From a time perspective it took eight to nine months of background work from when I first started the idea to when we launched.

That was including everything from creating the brand, developing the handwriting for the brand, everything from the swing tickets to the logos, to how we were going shoot the brand, where we were going to manufacture and so on and then obviously doing our range development.

I felt like there was a gap in the market and I felt really passionate about the fact that curvy girls weren’t really getting served what they needed and there wasn’t really a lot of competition. 

I also felt like there was a real gap as far as there was the mature retailers or youth retailers and no one was doing the in-between age group for the curvy girl. I also thought from a price-point perspective, it was either the discount players or it was what is not really affordable for the average person.

So I wanted to create something that was focused on curves, I wanted it to be mainstream aspirational and that was important to me.

Five brands on the site – do you plan to expand that offering?

Each of the five brands have been developed for the Curve Project in mind.

So when I say that nine months ago I started this process, nine months ago I developed each of those brands as labels for the Curve Project, literally from scratch.

So each of the brands reflects different people and different personalities of people that I know and their different lifestyles.

The whole idea was to give the curvy girls an option for each stage of her lifestyle so, ‘what can I wear to work? What can I wear on the weekend? What do I wear out on Saturday night?’

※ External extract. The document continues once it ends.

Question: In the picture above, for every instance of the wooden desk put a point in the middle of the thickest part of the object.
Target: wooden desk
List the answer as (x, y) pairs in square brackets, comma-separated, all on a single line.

So that’s where each of the brands developed from: ‘how do we provide the curvy customer with options for her lifestyle?’

Are there plans to bring in external brands?

Currently we’re talking to with other existing curvy brands within the marketplace and we’ll also look at developing in-house brands depending on the needs of the customer and the customer reaction to each of the brands.

The Curve Project is currently trading as an online-only business, are there plans to break into the bricks-and-mortar market? 

Retail has been tough for the last few years and I’ve experienced that with the different brands that I’ve worked with.

But one of my really respected bosses that I’ve had in the past has always said to me, ‘in retail Jason you get what you deserve. So if you’re giving the customer what she wants, then you’ll be successful,’ so I’ve always worked by that principle.

As a small business we’re trying to break into a heavily populated market, but also a discount-driven market as well and that’s a challenge and that’s one of the reasons we started online only – online is growing quickly and it’s also the way of the future.

However, I’ve spent 30 years in bricks-and-mortar retail, so for me, I’m passionate about bricks-and-mortar so the future goal will be to potentially turn one or more of these brands into a stand-alone bricks-and-mortar retailer.

Time will tell and that’s going to be based on the customer demand – we’ve only been trading for a couple of months and we can clearly see which of the brands the customers are loving and which brands that maybe she’s not loving as much.

But recently we’ve launched all five brands onto The Iconic.

The Iconic is a very successful online marketplace and so through doing that, that’s giving us a lot of brand exposure a lot of awareness and driving traffic to those brands and that’s been hugely successful for us.